![]() |
Nurhidayat “Images dévorantes” (2017). 150 cm x 150 cm, cat
akrilik di atas kanvas.
FOTO: Nurhidayat. Sumber:
|
SELAMA ramadan kali ini, tubuh dan jiwa mengalami ujian dua kali lipat dari biasanya. Masa PSBB membuat jiwa, terutama tubuh mengalami pembatasan radikal dan ekstrem. Tubuh seketika tidak dapat bergerak kemana-mana. Pengalaman spasialnya otomatis menyempit untuk tidak mengatakannya hilang sama sekali.
Tubuh, berkat PSBB mau tidak mau
mesti menerima rumah sebagai satu-satunya wahana tempat ia bergerak.
Agak unik melihat fenomena ini,
oleh sebab seolah-olah secara sosial tubuh mengalami obesitas. Ia sulit
bergerak berpindah dari satu ruang ke ruang lain, walaupun tidak sama sekali
kelebihan serat daging.
Meski tubuh fisik secara fungsional mampu mengatasi
ruang yang maha melimpah, namun tetap
saja, di luar, ruang sosial yang lebih luas, tubuh mengalami penyempitan kehilangan
kemampuan bergeraknya seperti saat kelebihan beban.
Obesitas tubuh sosial ini bukan
tidak mungkin akan berdampak terhadap tubuh fisik ini.
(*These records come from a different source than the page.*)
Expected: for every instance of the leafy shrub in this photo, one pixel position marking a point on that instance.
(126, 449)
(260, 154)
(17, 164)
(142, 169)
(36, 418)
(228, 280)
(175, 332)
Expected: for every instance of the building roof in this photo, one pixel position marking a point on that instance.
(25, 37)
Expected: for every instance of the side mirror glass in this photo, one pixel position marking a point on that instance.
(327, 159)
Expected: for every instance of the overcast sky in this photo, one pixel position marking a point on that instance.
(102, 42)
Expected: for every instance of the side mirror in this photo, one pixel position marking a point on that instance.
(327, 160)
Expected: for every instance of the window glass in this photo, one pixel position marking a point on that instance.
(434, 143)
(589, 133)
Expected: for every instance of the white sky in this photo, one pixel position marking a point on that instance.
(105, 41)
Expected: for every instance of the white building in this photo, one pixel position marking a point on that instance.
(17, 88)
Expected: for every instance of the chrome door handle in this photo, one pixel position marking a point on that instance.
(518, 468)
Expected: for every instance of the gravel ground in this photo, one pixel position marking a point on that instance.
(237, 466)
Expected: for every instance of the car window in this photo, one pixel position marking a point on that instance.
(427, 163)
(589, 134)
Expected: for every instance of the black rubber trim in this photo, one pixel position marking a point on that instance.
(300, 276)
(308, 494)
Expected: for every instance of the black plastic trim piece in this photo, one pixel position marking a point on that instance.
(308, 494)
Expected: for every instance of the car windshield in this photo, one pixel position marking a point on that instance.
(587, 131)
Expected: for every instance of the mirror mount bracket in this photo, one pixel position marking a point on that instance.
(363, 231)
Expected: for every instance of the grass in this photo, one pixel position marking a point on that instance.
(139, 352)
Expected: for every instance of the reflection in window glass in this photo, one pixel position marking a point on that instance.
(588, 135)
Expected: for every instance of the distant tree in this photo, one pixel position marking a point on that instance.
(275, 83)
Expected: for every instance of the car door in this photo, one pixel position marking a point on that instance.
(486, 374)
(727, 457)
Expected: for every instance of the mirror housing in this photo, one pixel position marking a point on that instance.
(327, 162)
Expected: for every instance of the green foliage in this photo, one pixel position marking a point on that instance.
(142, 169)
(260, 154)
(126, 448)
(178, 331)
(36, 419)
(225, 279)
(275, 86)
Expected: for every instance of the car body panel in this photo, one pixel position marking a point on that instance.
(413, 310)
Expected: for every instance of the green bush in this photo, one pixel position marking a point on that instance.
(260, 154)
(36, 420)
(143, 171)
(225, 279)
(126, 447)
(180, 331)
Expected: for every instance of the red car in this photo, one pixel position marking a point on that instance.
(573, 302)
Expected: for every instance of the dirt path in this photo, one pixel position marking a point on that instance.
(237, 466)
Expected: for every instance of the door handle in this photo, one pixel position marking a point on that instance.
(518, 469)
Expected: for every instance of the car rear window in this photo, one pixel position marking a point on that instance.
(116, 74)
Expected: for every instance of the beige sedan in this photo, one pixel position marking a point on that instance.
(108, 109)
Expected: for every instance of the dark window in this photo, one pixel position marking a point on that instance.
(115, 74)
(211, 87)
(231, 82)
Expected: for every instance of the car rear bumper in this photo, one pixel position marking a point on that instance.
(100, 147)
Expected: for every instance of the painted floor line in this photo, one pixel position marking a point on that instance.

Dengan kata lain,
semakin lama kita terkurung di dalam rumah, akan semakin cepat tubuh kita
mengalami pembengkakan akibat kehilangan setengah ruang geraknya.
Dalam momen ini, agaknya hikmah
Ramadan dalam suasana PSBB ini adalah menjadi alat timbang yang mengontrol
tubuh agar tidak mengalami obesitas. Ruang gerak yang minim akan
ditransformasikan menjadi lebih sepadan saat tubuh mengalami pengurangan asupan
melalui puasa.
Walaupun demikian, meski tubuh saat
ini mengalami diet sosial, ia senantiasa memanfaatkan jiwa untuk mengoperasikan
dirinya agar dapat bergerak lebih bebas.
Di saat inilah jiwa mengalami dua
kali lipat ujian. Di samping ia ditimpa beban keinginan tubuh agar ingin terus
bergerak, ia sendiri juga mengalami godaan dari dalam berkat kemampuannya melakukan
proses imajinasi secara bebas.
Kiwari, tubuh lebih fleksibel
bergerak ketika ia dibantu melalui device canggih berupa smartphone. Teknologi
smartphone dalam hal ini selain menjadi alat bantu indera, sebenarnya juga
menjadi kepanjangan tubuh.
Tubuh, dengan kata lain, di saat
mengalami hambatan gerak saat PSBB, tidak serta merta terpenjara sama sekali.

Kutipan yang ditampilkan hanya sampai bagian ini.